<320>Je me garde encore davantage de faire imprimer mes billevesées; je ne fais de vers que pour m'amuser. Il faut être ou Boileau, ou Racine, ou Voltaire, pour transmettre ses ouvrages à la postérité; et je n'ai pas leurs talents. Ce qu'on a imprimé de mes balivernes n'aurait jamais paru de mon consentement. Dans le temps où c'était la mode de s'acharner sur moi, on m'a volé ces manuscrits, et on les a fait imprimer le moment même où ils auraient pu me nuire. Il est permis de se délasser et de s'amuser avec la littérature, mais il ne faut pas accabler le public de ses fadaises.
Ce poëme des Confédérés dont vous me parlez, je l'ai fait pour me désennuyer. J'étais alité de la goutte, et c'était pour moi une agréable distraction. Mais dans cet ouvrage il est question de bien des personnes qui vivent encore, et je ne dois ni ne veux choquer personne.
La diète de Pologne tire vers sa fin; on termine actuellement l'affaire des dissidents. L'impératrice de Russie ne vous a point trompé; ils auront pleine satisfaction, et l'Impératrice en aura tout l'honneur. Cette princesse trouvera plus de facilité à rendre les Polonais tolérants que vous et moi à rendre votre parlement juste et humain.
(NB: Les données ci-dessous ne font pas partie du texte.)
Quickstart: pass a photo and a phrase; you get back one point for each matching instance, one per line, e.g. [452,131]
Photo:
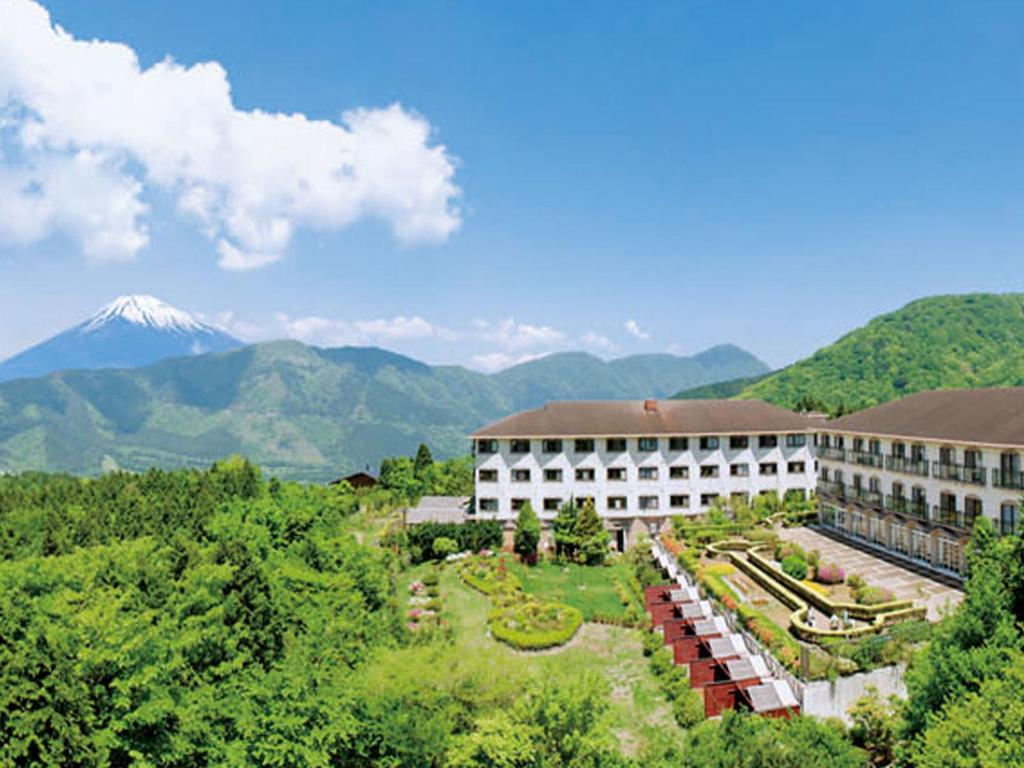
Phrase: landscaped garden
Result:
[781,593]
Vous me faites l'énumération des contradictions que vous trouvez dans le caractère de vos compatriotes; je conviens qu'elles y sont. Cependant, pour être équitable, il faut avouer que les mêmes contradictions se rencontrent chez tous les peuples. Chez nos bons Germains, elles ne sont pas si saillantes, parce que leur tempérament est plus flegmatique; mais chez les Français, plus vifs et plus fougueux, ces contradictions sont plus marquées : d'autant plus respectables sont pour eux ces précepteurs du genre humain qui tâchent de tourner ce feu vers la bienveillance, l'humanité, la tolérance et toutes les vertus. Je connais un de ces sages qui, bien loin d'ici, habite, dit-on, Ferney; je ne cesse de lui souhaiter mille bénédictions, et toutes les prospérités dont notre espèce est susceptible. Vale.